OpenSSH (the package including ssh) includes more than just ssh.
OpenSSH is a FREE version of the SSH connectivity tools that technical users of the Internet rely on.
Users of telnet, rlogin, and ftp may not realize that their password is transmitted across the Internet unencrypted, but it is.
OpenSSH encrypts all traffic (including passwords) to effectively eliminate eavesdropping, connection hijacking, and other attacks.
Additionally, OpenSSH provides secure tunneling capabilities and several authentication methods, and supports all SSH protocol versions.
The OpenSSH suite replaces rlogin and telnet with the ssh program, rcp with scp, and ftp with sftp.
Also included is sshd (the server side of the package), and the other utilities like ssh-add, ssh-agent, ssh-keysign, ssh-keyscan, ssh-keygen and sftp-server.
I often use ssh to connect to machines and run programs and backups etc...
SFTP is also useful ( a secure version of FTP) for transferring files.
The client side of ssh is installed with many Linux and UNIX OS's as it is now considered as an important program.
To connect to an ssh server you simply open a terminal and type:
bash$ ssh user@server-address
If the username on the server/ remote machine is the same as the current machine you can simply type:
bash$ ssh server-address
bash$ ssh 192.168.1.2
bash$ ssh firstname.lastname@example.org
You could also use:
bash$ ssh 192.168.1.2 -l joebloggs
By default ssh uses port 22 so you may have to set this as an exception in your firewall.

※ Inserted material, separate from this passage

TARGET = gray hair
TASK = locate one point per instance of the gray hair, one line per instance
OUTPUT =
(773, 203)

You can however pipe ssh through another port with -p.
Also if the server IP is named in your hosts file /etc/hosts, you can then use the server's name instead of IP address.
bash$ ssh joebloggs@joebloggs-computer
The ssh help dialogue:
bash$ help ssh
usage: ssh [-1246AaCfgKkMNnqsTtVvXxY] [-b bind_address] [-c cipher_spec]
[-D [bind_address:]port] [-e escape_char] [-F configfile]
[-i identity_file] [-L [bind_address:]port:host:hostport]
[-l login_name] [-m mac_spec] [-O ctl_cmd] [-o option] [-p port]
[-R [bind_address:]port:host:hostport] [-S ctl_path]
[-w local_tun[:remote_tun]] [user@]hostname [command]
To set your machine up as an ssh server, to allow connections to your computer, you can simply install package sshd and set it to run as a DAEMON or at startup if your OS doesn't do it automatically.
People will have to know your password to connect to you computer so its quite secure.
Just make sure you use a good password.